1. Syne of the Times, Glasgow Royal Concert Hall, 17 January: The festival’s opening concert sees creative producer Donald Shaw revisit his Harvest project, with established names joining emerging young talent from Scotland and Galicia.
2. Kathleen MacInnes & amiina, Glasgow Royal Concert Hall, 19 January: Smoky-voiced Gaelic singer MacInnes is accompanied by Iceland’s amiina, formerly associated with Nordic rockers Sigur Rós.
3. Jenna Reid & Harris Playfair with Mr McFall’s Chamber, Glasgow Royal Concert Hall, 20 January: Highly engaging duo of Shetland fiddler Reid and pianist Playfair joined by the left-field McFall’s Chamber.
4. Catrin Finch & Seckou Keita, Mackintosh Church, 24 January: Inspired duo of Welsh harpist and Malian kora player, performing in Charles Rennie Mackintosh’s beautiful Queen’s Cross Church.
5. Julie Fowlis & Duncan Chisholm: An Treas Suaile, Glasgow Royal Concert Hall, 24 January: Fowlis and Chisholm’s multi-media commemoration of the Iolaire tragedy, when 201 servicemen drowned yards away from their native Lewis on New Year’s Day 1919.
6. Shooglenifty/Kinnaris Quintet, Barrowland, 25 January: Glorious mayhem as “acid croft” pioneers Shooglenifty share the bill with the powerful new string quintet.
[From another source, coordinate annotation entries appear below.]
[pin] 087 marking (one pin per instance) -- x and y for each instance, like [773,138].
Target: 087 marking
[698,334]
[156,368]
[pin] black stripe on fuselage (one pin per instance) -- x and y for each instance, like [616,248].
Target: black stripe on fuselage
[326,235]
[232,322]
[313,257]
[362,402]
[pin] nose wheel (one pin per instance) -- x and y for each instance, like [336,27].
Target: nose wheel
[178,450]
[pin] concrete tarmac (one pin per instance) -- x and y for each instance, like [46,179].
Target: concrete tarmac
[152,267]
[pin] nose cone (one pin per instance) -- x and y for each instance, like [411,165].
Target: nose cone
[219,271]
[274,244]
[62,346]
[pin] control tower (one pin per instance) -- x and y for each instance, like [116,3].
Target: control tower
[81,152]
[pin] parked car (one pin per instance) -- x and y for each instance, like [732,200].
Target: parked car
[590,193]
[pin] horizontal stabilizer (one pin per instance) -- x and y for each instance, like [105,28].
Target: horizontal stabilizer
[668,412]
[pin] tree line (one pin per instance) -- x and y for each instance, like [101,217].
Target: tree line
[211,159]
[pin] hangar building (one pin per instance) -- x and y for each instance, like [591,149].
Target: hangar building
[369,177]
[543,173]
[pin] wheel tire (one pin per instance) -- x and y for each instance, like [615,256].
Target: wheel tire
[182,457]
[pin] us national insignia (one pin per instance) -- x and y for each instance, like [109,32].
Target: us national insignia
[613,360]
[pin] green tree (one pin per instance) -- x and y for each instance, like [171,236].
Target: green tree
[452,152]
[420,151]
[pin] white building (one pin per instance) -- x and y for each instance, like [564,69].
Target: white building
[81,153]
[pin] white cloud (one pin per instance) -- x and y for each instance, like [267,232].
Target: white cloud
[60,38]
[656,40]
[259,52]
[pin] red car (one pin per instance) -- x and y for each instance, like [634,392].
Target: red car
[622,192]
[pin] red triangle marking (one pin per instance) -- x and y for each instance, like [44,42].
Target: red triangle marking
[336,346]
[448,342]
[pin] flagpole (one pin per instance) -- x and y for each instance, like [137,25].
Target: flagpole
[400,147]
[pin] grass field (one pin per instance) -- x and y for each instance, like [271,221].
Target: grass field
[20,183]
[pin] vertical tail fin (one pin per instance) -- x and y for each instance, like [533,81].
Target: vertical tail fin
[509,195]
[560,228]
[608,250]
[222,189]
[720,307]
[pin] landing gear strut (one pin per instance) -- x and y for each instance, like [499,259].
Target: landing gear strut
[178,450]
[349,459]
7. Grace & Danger: A Celebration of John Martyn, Glasgow Royal Concert Hall, 27 January: Intriguingly assorted cast including Paul Weller, Eddie Reader and Eric Bibb combine to celebrate the unique talent of the late John Martyn.
8. Karine Polwart & Kris Drever with the Scottish Chamber Orchestra, King’s Theatre, 27 January: Two premier singer-songwriters join the SCO in this historic theatre to perform songs old and new, arranged by Pippa Murphy and Kate St John.
9. Rhiannon Giddens: Celtic Blues with Scottish Opera Orchestra, Glasgow Royal Concert Hall, 28 January: Rhiannon Giddens is a singer of compelling authority, ranging from Afro-American heritage to Celtic roots, here accompanied by the “Celtic Blues Orchestra”.
10. Loudon Wainwright III, Glasgow Royal Concert Hall, 30 January: The witty and excoriatingly candid chronicler of domestic strife and personal chaos returns to Celtic Connections, supported by the great Irish singer Karan Casey.